The Blue Jay Trail loops around in a circle, beginning and ending at the Steer Creek Campground at the southern end of the Samuel R. McKelvie National Forest. The trail follows Steer Creek for part of its path and winds around several sandy dunes that are covered with pine trees. While on the trail, you can see various species of birds, and in the spring and summer, there are abundant wildflowers.
Length: 1 mile
Snake River Falls is a popular destination in the Nebraska Sandhills. The Snake River Falls cascade into a canyon and flow down into the Niobrara River. The falls are located at the eastern border of the Samuel R. McKelvie National Forest and are on private land. Public access is between the hours of 9:00 a.m. and 5:00 p.m. for a small fee at a drop box, but there are no restrooms or potable water.
Length: 1 mile
The Cowboy Trail is a long trail that travels from Norfolk to Valentine in north-central Nebraska for a total length of 195 miles. The trail is created from an old railroad line that is no longer in use and is a "rails to trails" trailway. The trail parallels US 20 and US 275 and features a variety of landscapes: the valleys of the Niobrara River, the sandhills, Long Pine Creek, the Elkhorn River, and Pine Ridge. One of the most spectacular views along the trail is the trestle that crosses the Niobrara River just outside of Valentine. It is a quarter-mile long and is 150 feet above the river. State officials plan on extending the Cowboy Trail to the city of Chadron to the west.
Length: 195 miles
Intensity: Moderate to Difficult
Popular uses of the forest include hunting, fishing, horseback riding, camping, and bird watching. Hunting is allowed within the appropriate seasons across Nebraska's national forests. Hunting opportunities are available across the Nebraska National Forests. Hunting seasons, permits, and rules are managed by Nebraska Game and Parks. There are many opportunities to fish throughout the national forest for species like trout, perch, northern pike, and crappie.

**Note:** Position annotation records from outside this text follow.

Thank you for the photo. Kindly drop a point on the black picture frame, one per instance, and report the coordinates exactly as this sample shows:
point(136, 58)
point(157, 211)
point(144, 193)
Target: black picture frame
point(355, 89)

You will find pronghorn antelopes, mule deer, white-tailed deer, coyotes, and foxes within the Samuel R. McKelvie National Forest. There are around 150 species of birds known to inhabit the forest, including pheasant, grouse, hawk, and wild turkey.
Geocaching is allowed in any national forest. The Merritt Reservoir is nearby and provides exceptional stargazing on clear nights.
Address: 25 North Main Street, Chadron, NE 69337
Fee: Day Use Fee $0
There are many outdoor recreational activities available within the Samuel R. McKelvie National Forest in north-central Nebraska. The habitats are varied and include prairies, forests, lakes, and rivers. Visitors can have fun on the water and on land equally during all seasons. The national forest is large and is close to several interesting sites, like the Black Hills of South Dakota and the Niobrara River in northern Nebraska. Taking an RV road trip is a prime way to see and to fully experience all that the Samuel R. McKelvie National Forest has to offer.